FYI I do not have the luxury of using cloud computing at this time.

Comte
  • 159
  • 1
  • 10
  • Why the [tag:shell] tag? – r2evans Mar 18 '22 at 11:09
  • 2
    I think I understand your dilemma, but I don't know how we can help, we don't know the data or your code. You talk about "memory intensive processes": the fact that you load this frame with 2000 groups and 15-45k rows each suggests that you think you need all of them in R at a time. What is it about your code that means you must load all of that at once? – r2evans Mar 18 '22 at 11:15
  • Sorry I may not have been explicit enough, I'm saying I cannot load 2000 groups, as it will crash, which is why I want to make the code do batch/chunks. I do, however, need to process 2000+ groups. – Comte Mar 18 '22 at 11:23
  • Then perhaps just load 5-10 at a time, do each chunk, then upload/save the results, delete the variables, and lather/rinse/repeat. – r2evans Mar 18 '22 at 11:29
  • @r2evans I removed the shell tag, I thought it was relevant to calling the script multiple times. I'm not looking for a specific code example more the best framework, and any example code that would help conceptualise that. For example could I loop over the a script while checking the backend. – Comte Mar 18 '22 at 11:29
  • A {mcve] is a great start when asking SQL questions. – jarlh Mar 18 '22 at 11:31
  • @r2evans I am thinking of keeping the chunks as 20 item groups, but that would be 100+ calls of the script. So is not practical in production unless I can automate (maybe by looping) by using the chunk grouping variable in the database. – Comte Mar 18 '22 at 11:32
  • 1
    I'm really not certain how to help you, Comte. Can you execute your script on a computer/server with more RAM? Is your database SQL Server with R-Services enabled? Can any of your "memory intensive processes" be translated to raw SQL? We know _nothing_ here. I understand it's a hard problem, and it's hard to convey it well in a forum like this, but that does not make it any less unlikely to answer knowing nothing about the data or your processes. – r2evans Mar 18 '22 at 11:38
  • Firstly thank you for your responses, I certainly realise now this could have been framed much better, and I may need to rework the question. I expect to dock the script later (server side), but right now I need to be able to run it locally (16gb ram). I did not realise you could enable SQL to use R, very useful information. Although I couldn't use that now, I need to call the data to be processed from SQL in to R, and I think I want to create a temporary table that monitors the chunks. So I guess I some how need to loop of the script, I think I may have found the answer. – Comte Mar 18 '22 at 12:18
  • I believe I want something like this, calling my script as a function, that way I can iterate over it and the SQL table with the variables in it. I will update the question and answer afterwards.
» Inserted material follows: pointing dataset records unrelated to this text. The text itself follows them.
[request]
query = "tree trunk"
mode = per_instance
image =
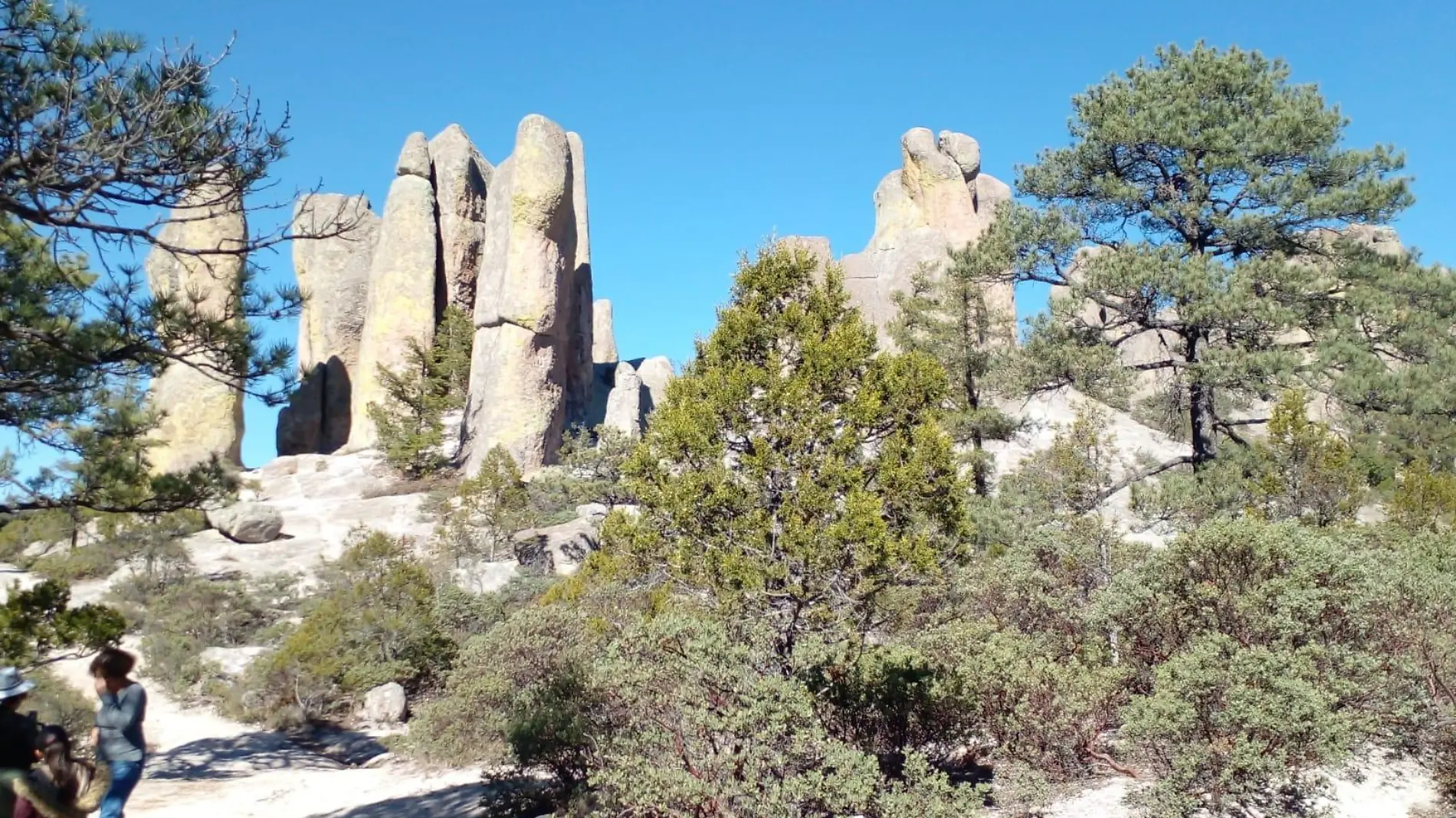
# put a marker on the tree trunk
(1200, 408)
Thank you for your thoughts, I will certainly try to be better in questions in the future. https://stackoverflow.com/questions/41729469/r-script-as-a-function – Comte Mar 18 '22 at 12:21

1 Answers1

1

For iterating over large datasets, I use the modulus of a numeric column.

For example, the following code will subset to (approximately) one tenth of your dataset:

large_remote_table = tbl(db_con, ...)

subset_remote_table = large_remote_table %>%
  filter(numeric_column %% 10 == 0)

What should you use as a numeric column? If your dataset already has some kind of numeric identities, then these are a good choice. Otherwise, I recommend you modify your input dataset to include a row number column. Many SQL flavors have a build in row number function.

We can then iterate over all the subsets using a for loop:

number_subsets = 2000

large_remote_table = tbl(db_con, ...)

output_list = list()

for(ii in 1:number_subsets){
  this_subset = large_remote_table %>%
    filter(row_number %% number_subsets == ii)

  # further processing of subset

  # store result
  output_list[ii] = results_from_processing_of_subset
}
Simon.S.A.
  • 6,240
  • 7
  • 22
  • 41